Pence responded to the fracas by saying with a smile: “It is deeply humbling for me to stand before this vibrant democracy.”

Though shunned by the Palestinians, the Trump administration says it remains committed to helping them and Israel negotiate a peace deal. Those talks have been stalled for almost four years.

Responding to Pence’s speech, Nabil Abu Rdainah, a spokesman for Palestinian Authority President Mahmoud Abbas, said: “If the United States wanted to a play a role of a mediator in the peace process it must be a fair mediator and it must abide by (international) resolutions.”

Pence, who visited Egypt and Jordan before traveling to Israel, said that with its policy shift on Jerusalem, “the United States has chosen fact over fiction — and fact is the only true foundation for a just and lasting peace.”
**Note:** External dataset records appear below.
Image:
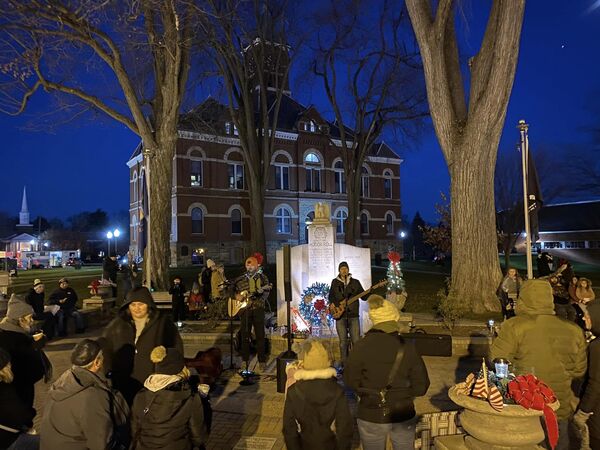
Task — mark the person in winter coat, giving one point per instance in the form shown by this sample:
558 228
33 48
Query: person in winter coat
16 417
177 292
66 297
589 405
510 292
35 298
537 341
166 414
369 372
25 350
131 336
82 411
342 288
314 403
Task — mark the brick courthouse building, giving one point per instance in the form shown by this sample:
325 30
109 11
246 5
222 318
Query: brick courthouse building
210 205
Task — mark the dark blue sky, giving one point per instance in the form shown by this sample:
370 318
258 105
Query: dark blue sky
81 165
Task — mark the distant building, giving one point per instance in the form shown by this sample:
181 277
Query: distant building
570 230
210 203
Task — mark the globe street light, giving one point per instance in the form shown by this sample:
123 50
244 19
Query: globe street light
109 236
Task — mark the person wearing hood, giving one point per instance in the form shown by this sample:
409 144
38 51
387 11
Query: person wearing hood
166 414
536 341
342 288
25 350
588 415
131 336
314 403
16 418
387 373
82 411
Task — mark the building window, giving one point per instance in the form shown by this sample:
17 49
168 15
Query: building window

It was the highest-ranking visit by a US official to the region since Trump’s Jerusalem decision.

Pence, an evangelical Christian, drew parallels between Jewish history dating back to biblical times and the European pilgrims who founded the United States. He was greeted with ovations by Israeli legislators throughout his speech.

Noting that Israel will in May mark 70 years since its founding, Pence switched to Hebrew to recite a Jewish prayer of thanksgiving.

Welcoming Pence to the parliament, Netanyahu said he was the first American vice president to have been accorded the honor.

Israel and the US “are striving together to achieve a true peace, lasting peace, peace with all our neighbors, including the Palestinians,” Netanyahu said.

He reiterated his long-standing demand that the Palestinians recognize “the Jewish people’s right to a nation state in its land, a nation state of its own here in the Land of Israel.”